After working on setting ground rules for negotiations for six weeks, the union abandoned draft rules and proposed a new set of rules, which the university interpreted as too constraining.
“Ultimately, it was not until August 27, 2021, three months after negotiations on ground rules began, that the teams were able to agree on the basic parameters of negotiations,” the university’s filing with the labor board reads.
The two sides have met for dozens of bargaining sessions over the course of the last year.

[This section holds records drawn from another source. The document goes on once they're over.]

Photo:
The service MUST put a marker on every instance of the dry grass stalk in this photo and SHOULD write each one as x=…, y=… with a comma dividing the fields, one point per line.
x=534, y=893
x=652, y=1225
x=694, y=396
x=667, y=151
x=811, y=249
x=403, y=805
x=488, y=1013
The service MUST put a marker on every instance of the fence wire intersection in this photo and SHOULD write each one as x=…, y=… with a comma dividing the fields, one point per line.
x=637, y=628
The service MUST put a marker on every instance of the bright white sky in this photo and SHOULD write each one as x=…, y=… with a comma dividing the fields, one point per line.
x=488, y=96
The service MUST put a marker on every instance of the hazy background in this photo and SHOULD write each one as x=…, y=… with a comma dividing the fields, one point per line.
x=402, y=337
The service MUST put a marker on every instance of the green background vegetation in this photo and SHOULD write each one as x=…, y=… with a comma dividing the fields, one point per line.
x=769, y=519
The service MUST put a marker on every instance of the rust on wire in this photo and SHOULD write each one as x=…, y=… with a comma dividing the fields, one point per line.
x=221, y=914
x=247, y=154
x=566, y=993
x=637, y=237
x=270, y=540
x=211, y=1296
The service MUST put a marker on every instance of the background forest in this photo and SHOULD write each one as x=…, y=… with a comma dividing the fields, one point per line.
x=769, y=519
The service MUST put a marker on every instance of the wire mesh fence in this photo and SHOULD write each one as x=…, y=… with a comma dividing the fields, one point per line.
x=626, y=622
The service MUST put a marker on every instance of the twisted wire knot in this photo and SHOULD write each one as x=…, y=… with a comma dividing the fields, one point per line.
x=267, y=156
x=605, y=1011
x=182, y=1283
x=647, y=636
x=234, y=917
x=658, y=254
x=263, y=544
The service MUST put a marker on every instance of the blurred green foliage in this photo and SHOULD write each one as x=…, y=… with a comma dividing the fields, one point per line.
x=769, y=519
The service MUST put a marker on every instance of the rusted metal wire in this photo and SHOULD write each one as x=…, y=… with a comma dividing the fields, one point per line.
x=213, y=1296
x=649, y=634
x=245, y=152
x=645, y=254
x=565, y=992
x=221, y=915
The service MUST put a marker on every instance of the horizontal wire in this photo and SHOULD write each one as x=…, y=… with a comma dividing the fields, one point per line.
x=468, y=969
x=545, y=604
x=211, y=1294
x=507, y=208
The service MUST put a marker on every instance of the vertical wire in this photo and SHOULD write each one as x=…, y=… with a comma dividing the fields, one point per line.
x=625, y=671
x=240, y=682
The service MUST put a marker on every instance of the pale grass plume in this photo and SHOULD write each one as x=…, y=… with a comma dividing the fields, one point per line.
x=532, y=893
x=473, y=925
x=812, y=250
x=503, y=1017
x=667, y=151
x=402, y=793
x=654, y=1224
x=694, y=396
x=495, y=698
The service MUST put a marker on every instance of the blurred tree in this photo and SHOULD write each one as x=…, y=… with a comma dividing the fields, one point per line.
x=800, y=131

“Overall, the bargaining history demonstrates that the university was consistently responsive in offering their own bargaining proposals and responding to the United Academics’ proposals over the course of 42 bargaining sessions, including the two mediated negotiations, in the span of approximately eight months, particularly in light of the fact that United Academics put forth 182 separate, substantive proposed changes to the contract impacting 121 different sections of the contract,” the filing with the labor board reads.
“By comparison, UA proposed only 12 substantive changes. Considering the pace and extent which United Academics was proposing changes, the university met their obligations to respond and bargain in good faith.”
The union, which represents about 1,000 faculty throughout the UA system, holds that the Board of Regents and President Pat Pitney “unilaterally and illegally” declared an impasse in May.
Much of UA’s filing to the labor board provides its justification for declaring an impasse.
The union has sought concessions with respect to workload, job security and the meaning of academic freedom, but compensation is the main area of contention, according to the recent filing to the labor board.
Faculty have received only one raise of 1% over the last five years. The average annual salary for a United Academics member is $86,000.
The union’s salary requests are coming in too high for university leaders, who must convince the Legislature to approve monetary terms of negotiated agreements.
The university holds that its complaint to the Alaska Labor Relations Agency was necessary “to ensure that the entire context of the negotiations process — not just UNAC’s selective snapshot — is before the hearing officer so that the ALRA may fairly decide the issues raised by the parties,” the university’s news release on Friday reads.